The rushed and crowded atmosphere of Mark’s gospel is very evident here. There are people everywhere, not only the ones mentioned by name, but “all who were sick or possessed by demons,” and, as if that were not enough, “the whole city was gathered around the door.” Clearly he was exhausted by it, so next morning “while it was still very dark, he got up and went out to a deserted place, and there he prayed.” But even then they came “hunting for him.” “Everyone is searching for you,” they said.
Still, in that push of the crowd he saw individual people, not a crowd. He had time for Peter’s mother-in-law. I have seen great figures in public, shaking hands with rows of people, but never looking at the person whose hand they are shaking; always looking at the next person. It is as if only the abstract crowd existed, not individuals. There was a debate a few years ago between two cardinals about the relationship of the universal Church to local Churches. One held that the essence of the Church is found properly in the universal, while local Churches are limited manifestations of it. The other wanted to see the universal Church as the sum of local Churches. It reminded me of a remark by the German philosopher Hegel, “Would anyone who wished for fruit reject cherries, pears, and grapes, on the grounds that they were only cherries, pears, or grapes, and not fruit?” Abstract ideas can run away with us and make us downplay concrete reality. This is not how Jesus thought and acted.

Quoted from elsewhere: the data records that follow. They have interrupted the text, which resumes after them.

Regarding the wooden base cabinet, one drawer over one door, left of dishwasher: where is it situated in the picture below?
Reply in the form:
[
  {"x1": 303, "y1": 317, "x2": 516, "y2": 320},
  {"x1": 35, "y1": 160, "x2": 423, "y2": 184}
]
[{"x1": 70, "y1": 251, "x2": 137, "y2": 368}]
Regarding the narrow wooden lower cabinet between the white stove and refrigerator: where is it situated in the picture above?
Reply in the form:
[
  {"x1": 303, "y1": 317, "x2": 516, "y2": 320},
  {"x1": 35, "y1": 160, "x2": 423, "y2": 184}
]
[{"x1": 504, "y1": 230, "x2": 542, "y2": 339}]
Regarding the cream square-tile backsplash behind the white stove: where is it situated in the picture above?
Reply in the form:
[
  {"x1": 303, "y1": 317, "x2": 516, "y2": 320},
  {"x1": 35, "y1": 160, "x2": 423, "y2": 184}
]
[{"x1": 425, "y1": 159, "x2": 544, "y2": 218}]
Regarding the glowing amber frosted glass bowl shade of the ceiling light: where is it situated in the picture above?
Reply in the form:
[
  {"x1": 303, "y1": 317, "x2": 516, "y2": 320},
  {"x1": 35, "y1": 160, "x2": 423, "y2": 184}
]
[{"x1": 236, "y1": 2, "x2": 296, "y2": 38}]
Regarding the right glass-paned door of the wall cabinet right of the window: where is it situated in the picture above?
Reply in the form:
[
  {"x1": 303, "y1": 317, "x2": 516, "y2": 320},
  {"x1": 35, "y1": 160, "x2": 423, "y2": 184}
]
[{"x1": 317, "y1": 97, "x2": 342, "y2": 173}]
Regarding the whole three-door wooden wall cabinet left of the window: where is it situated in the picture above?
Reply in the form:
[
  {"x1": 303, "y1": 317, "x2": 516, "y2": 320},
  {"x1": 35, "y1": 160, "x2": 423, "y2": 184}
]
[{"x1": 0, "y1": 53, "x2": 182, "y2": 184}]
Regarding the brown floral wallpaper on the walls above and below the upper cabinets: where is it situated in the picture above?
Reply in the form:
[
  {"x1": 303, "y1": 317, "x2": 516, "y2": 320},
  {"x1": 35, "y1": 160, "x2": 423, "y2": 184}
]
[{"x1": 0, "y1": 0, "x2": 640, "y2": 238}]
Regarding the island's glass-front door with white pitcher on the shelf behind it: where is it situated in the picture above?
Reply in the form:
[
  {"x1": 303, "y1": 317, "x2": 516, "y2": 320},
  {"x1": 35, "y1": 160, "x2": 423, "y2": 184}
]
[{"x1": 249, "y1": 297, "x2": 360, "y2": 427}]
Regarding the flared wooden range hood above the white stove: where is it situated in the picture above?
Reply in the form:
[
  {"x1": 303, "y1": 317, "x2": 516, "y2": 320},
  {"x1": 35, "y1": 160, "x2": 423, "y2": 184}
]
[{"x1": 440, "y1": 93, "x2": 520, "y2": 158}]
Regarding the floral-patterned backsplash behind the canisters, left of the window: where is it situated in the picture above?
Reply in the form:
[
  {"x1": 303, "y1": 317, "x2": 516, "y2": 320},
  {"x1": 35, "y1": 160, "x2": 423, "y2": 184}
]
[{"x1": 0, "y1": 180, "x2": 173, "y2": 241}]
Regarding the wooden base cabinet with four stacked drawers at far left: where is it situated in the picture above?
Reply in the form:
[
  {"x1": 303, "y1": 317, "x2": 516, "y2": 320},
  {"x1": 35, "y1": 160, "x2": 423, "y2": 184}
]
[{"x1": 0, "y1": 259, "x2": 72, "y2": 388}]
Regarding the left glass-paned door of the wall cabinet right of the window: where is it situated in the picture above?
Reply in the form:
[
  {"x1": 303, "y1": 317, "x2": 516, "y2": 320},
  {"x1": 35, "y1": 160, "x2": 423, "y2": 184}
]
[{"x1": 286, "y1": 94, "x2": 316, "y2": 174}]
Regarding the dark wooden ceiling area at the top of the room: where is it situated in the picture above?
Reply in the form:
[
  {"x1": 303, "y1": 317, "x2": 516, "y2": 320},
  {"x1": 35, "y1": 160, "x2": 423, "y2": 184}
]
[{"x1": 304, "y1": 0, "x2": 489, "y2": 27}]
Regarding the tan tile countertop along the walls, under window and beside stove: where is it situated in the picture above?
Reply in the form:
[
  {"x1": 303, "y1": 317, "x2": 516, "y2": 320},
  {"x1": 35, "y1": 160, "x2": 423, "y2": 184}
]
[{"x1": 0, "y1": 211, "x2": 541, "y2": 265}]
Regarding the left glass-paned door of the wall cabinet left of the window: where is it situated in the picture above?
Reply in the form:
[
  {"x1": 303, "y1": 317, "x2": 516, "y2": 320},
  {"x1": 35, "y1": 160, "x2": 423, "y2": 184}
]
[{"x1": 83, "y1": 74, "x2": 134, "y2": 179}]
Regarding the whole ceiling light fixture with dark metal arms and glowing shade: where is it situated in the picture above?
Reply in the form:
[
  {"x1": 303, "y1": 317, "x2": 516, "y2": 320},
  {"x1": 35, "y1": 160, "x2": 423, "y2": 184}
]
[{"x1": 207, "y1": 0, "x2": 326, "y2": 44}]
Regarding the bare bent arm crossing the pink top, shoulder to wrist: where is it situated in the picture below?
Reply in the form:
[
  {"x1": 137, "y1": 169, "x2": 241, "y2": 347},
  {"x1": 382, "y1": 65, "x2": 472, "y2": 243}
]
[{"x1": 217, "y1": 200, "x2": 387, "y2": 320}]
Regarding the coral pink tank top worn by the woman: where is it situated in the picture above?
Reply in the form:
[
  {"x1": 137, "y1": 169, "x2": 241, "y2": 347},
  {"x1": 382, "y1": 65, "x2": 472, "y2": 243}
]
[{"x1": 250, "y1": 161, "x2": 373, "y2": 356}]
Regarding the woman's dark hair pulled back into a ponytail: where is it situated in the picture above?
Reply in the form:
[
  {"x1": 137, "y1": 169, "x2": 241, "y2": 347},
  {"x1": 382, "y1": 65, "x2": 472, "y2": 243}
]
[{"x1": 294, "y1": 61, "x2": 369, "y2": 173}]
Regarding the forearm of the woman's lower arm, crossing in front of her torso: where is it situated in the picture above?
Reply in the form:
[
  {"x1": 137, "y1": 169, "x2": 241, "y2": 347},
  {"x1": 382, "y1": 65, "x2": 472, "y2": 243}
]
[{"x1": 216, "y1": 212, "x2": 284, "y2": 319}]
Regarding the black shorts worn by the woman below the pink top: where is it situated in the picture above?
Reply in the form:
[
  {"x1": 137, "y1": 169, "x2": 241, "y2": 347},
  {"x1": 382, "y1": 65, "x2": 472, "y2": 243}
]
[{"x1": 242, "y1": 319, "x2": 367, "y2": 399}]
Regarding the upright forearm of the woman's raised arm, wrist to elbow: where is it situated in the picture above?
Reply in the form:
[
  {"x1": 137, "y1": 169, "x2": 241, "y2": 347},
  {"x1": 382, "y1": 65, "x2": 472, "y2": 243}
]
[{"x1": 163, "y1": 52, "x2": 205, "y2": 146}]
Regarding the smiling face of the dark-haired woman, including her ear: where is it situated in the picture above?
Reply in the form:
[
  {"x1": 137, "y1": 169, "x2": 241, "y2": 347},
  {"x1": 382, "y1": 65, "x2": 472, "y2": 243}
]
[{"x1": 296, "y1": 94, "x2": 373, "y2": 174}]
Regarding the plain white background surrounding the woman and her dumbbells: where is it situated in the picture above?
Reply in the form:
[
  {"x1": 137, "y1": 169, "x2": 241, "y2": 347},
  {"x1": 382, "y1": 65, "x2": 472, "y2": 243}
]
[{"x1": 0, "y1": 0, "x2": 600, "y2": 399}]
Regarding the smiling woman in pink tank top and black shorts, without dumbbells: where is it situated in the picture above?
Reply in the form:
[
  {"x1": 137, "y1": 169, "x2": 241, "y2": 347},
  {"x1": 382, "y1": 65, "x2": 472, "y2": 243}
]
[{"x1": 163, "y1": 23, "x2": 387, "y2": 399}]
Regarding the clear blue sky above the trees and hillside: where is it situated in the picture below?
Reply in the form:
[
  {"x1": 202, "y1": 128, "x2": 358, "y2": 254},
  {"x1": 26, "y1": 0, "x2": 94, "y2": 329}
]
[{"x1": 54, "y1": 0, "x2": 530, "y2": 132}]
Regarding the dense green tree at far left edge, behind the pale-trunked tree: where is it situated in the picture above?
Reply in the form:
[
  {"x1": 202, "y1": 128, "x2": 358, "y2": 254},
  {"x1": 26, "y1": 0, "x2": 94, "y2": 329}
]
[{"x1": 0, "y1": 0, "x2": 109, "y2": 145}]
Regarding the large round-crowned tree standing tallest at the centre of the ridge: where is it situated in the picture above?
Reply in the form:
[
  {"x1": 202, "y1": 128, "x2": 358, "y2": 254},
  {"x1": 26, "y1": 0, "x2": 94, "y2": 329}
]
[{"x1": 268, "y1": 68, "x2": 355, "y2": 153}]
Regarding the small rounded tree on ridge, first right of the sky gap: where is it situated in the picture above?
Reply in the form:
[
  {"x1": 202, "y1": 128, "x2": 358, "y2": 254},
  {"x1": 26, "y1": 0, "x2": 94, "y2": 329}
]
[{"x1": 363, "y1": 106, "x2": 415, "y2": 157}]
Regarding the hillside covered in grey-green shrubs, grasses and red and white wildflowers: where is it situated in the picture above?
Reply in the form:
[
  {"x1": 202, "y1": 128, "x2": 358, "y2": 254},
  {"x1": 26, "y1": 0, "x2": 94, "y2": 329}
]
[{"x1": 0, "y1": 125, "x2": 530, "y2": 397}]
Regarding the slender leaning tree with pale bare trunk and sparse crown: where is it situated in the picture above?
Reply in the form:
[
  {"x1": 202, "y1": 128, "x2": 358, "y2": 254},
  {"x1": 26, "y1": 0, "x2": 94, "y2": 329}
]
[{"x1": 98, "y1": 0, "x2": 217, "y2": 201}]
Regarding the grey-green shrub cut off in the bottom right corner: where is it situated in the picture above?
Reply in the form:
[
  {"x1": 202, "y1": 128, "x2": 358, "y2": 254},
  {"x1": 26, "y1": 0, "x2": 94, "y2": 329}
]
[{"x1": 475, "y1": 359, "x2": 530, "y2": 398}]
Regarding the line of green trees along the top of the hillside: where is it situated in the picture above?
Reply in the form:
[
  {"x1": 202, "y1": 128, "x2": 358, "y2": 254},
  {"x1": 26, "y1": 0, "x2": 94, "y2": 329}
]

The great 19th-century preacher, C.H. Spurgeon, wrote: “Very interesting is this little peep into the house of the Fisherman. We see at once…the Lord’s gracious work upon one’s own flesh and blood….Peter’s house was probably a poor fisherman’s hut, but the Lord of Glory entered it, lodged in it, and wrought a miracle in it….God is oftener in little huts than in rich palaces. Jesus is looking around your room now, and is waiting to be gracious to you.”
Jesus went “proclaiming the message and casting out demons.” In the early chapters of Mark’s gospel the emphasis is less on the content of his preaching than on its effects. For example, the leper who was cleansed went away and “spread the word,” but of course the word was word of his healing (1:45). We sometimes speak of the Christian ‘message’ as if it could be written on a piece of paper. But it is a healing, life-giving and liberating word.